Instead of trying to explain what Socorro was doing (and not doing), the movie opts to give the audience a time split final confrontation during which Socorro’s ghost gets the revenge that, as far as I can see, she could have got all along. First, in the present, Narcisa opens the door on which a desperate Socorro was banging after her daughter was taken away, so before she hanged herself. This somehow makes dead Socorro, who had just been found by Julia in the past (so after she had been banging on the door), wake up laughing and go on a killing spree, targeting the ones responsible for her daughter’s death. In the past. The injuries the nuns’ past selves get affect their present selves, so, after being drowned in a bloody bathtub in the past, the Mother Superior spits out bloody water in the present and dies from that drowning. This makes absolutely no sense whatsoever. If she’s killing them in the past, then that would mean they wouldn’t have been there in the present and Narcisa might not even have been sent to that convent or would’ve been interacting with other nuns and there wouldn’t have been a haunting in the first place because Socorro would’ve already had her revenge, which she only got because Narcisa found out what had happened to her and released her years after the events that turned her into a vengeful ghost in the first place. It’s a temporal paradox that adds absolutely nothing to the movie except more questions of WTF is going on and why. Socorro’s revenge ends when she reunites with her daughter’s ghost and they disappear into the light. Aw, how sweet, is the audience supposed to forget that she hanged Rosa and may or may not have killed more people who had nothing to do with her daughter’s death?
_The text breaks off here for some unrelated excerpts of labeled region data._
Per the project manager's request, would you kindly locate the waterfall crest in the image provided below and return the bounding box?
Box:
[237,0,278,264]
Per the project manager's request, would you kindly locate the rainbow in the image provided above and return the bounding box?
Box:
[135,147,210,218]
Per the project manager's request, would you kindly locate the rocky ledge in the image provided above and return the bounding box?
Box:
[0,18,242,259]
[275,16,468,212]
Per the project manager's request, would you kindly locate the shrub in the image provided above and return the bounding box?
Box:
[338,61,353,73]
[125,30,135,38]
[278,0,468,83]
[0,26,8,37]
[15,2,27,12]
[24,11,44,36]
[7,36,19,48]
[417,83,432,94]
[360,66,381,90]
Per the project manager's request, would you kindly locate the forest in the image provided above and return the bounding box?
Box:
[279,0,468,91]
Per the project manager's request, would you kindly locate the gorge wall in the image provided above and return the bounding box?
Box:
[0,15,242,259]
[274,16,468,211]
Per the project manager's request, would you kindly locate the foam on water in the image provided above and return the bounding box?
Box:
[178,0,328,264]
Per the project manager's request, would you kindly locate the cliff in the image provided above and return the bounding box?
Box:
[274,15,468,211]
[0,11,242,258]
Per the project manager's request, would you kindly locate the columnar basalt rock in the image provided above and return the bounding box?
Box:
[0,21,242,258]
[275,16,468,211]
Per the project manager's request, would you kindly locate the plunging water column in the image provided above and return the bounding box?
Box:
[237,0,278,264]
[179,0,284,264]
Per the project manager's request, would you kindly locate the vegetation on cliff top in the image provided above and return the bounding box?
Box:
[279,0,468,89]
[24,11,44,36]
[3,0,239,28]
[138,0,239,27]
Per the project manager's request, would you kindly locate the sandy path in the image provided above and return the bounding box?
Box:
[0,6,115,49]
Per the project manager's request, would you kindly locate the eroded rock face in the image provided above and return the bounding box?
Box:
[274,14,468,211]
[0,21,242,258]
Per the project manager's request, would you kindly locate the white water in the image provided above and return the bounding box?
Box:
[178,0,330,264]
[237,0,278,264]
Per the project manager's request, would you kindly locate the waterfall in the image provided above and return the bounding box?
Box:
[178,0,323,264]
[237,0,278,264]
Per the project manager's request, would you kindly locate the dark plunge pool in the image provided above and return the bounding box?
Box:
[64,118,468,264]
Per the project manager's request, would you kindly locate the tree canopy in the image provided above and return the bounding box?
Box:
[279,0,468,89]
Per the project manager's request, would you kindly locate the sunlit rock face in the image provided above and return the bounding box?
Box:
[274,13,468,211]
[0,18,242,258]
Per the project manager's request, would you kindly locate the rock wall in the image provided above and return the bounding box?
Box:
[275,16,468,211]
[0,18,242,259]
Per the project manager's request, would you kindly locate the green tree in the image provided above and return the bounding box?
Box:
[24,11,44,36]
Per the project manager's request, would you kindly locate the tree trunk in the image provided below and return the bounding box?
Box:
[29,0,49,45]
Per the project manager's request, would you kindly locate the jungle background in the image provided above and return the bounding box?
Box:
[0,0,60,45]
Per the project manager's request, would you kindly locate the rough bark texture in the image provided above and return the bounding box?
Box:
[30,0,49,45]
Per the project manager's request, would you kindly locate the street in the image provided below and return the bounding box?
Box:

The non haunting bits aren’t exactly groundbreaking, nor properly explored. The strict discipline of the nuns, which gets Rosa locked away and forced to fast after being accused of cutting another girl’s hair and lying about it, but still allows the girls to have a radio, is expected, as is the nuns putting them to work doing laundry that the convent is being paid to wash. Narcisa having doubts after having her own miraculous experiences is interesting, as is Sister Julia’s accusation that maybe it wasn’t the Virgin who inspired her but the Devil. However, even as she questions herself, the former Holy Girl seems desperate to hold on to to her faith and routinely whips herself. All this makes Narcisa’s final decision hard to understand. I mean, she finds out that the nuns, including the kindly Mother Superior, endangered and accidentally killed a child, and years later, their idea of punishment is still locking away and starving children. Then, there’s the dead child’s mother, yet another nun, who has been terrorizing innocent children whose only crime is to have been sent to the convent’s school, and killed at least one of them. You’d think those doubts would be magnified after she learns this – instead, Narcisa finds her faith after having her eyes burned by an eclipse while God or the Virgin or whoever sends her visions of the convent’s looting. The quickness with which the final events unfold also makes it difficult for Narcisa to fully react to the reveals, and when she does, it’s directed at mean Julia rather than the nicer Mother Superior, or even Socorro’s vengeful ghost. What are Narcisa’s thoughts on everything – including Rosa’s death – that happened? How does she go from evil nuns + blindness to restored faith + taking vows? Of course, since this is a prequel to Verónica and Narcisa was a nun there, she had to become a nun here, but the movie should’ve given the audience more to justify her decision.



VERDICT
Sister Death has everything to be great, but stops at average. Of course, the title isn’t even about Socorro but Narcisa herself – it’s the nickname Verónica and her classmates will give her due to her psychic abilities. This almost feels like false advertising. The fact that it’s set in Spain, in the past, gives it a different look and feel from similar American offerings, but the story itself isn’t very original. That confusing final third would’ve been a lot better if done in a more straightforward way that didn’t make the audience wonder about the paradoxical complexities of time travelling ghost nuns. In one word, disappointing.